Eppure non aveva nulla da rimproverarsi. Il cartellino era verde. Si era scusata. Cose che succedono.

Poi, passo dopo passo, prese a rallentare, con l’impressione che il corridoio diventasse sempre più lungo. Aveva fissi in mente gli occhi della ragazza, che aveva alzato la testa sentendola entrare, e la guardava. Due occhi chiari, trasparenti. Puntati dritti a cercare i suoi. Senza vergogna. Anzi.

Giada prese in mano la lista delle camere da rifare. 171-172-175. Si fermò davanti alla prima.

Anzi.

Quasi divertiti. Quasi come se…

L’aveva già notata, la ragazza. Così magra e bella. Così a suo agio e affettuosa col suo compagno.

Le era caduto un coltello la sera, a cena. Giada stava servendo il vino e si era chinata a raccoglierlo. Aveva incrociato il suo sorriso. E, chissà perché, la notte, in camera, si era sorpresa a ripensare alle gambe che aveva scorto sotto la tovaglia, fasciate in calze leggere.

Non ne era più così sicura, ma non era la stessa donna che, la sera stessa, al bar, si era sporta sul bancone per ordinare da bere? Camicetta scura. Un bottone slacciato che lasciava intavedere il seno.

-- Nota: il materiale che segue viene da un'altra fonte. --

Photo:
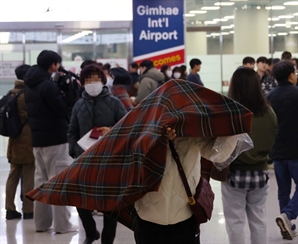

Ancora, quegli occhi chiari, un invito a guardare dentro.

Occhi inquieti, ballerini.

Occhi di chi mangia la vita, con gli occhi.

E quello sguardo, poco prima, cosa diceva? Giada rivedeva il lento movimento a reclinare il capo lasciando scivolare i capelli. La spinta del bacino ad affondarlo nella bocca dell’uomo. Un lento voltare del capo. E quello sguardo, che diceva: guardami, mangiami…

Giada lasciò il carrello davanti alla 175 e riprese il corridoio nella direzione da cui era venuta. I passi, da lenti si fecero più affrettati. La mano in tasca cercava il passepartout.

La targhetta sulla porta diceva 169.

Il cartellino ancora verde invita a “Per favore, per favore… se ti va… se hai la stessa fame di vita negli occhi…”.

Dall’interno proveniva solo un lievissimo ansimare.

Giada prese la tessera magnetica e la inserì nella fessura con un click.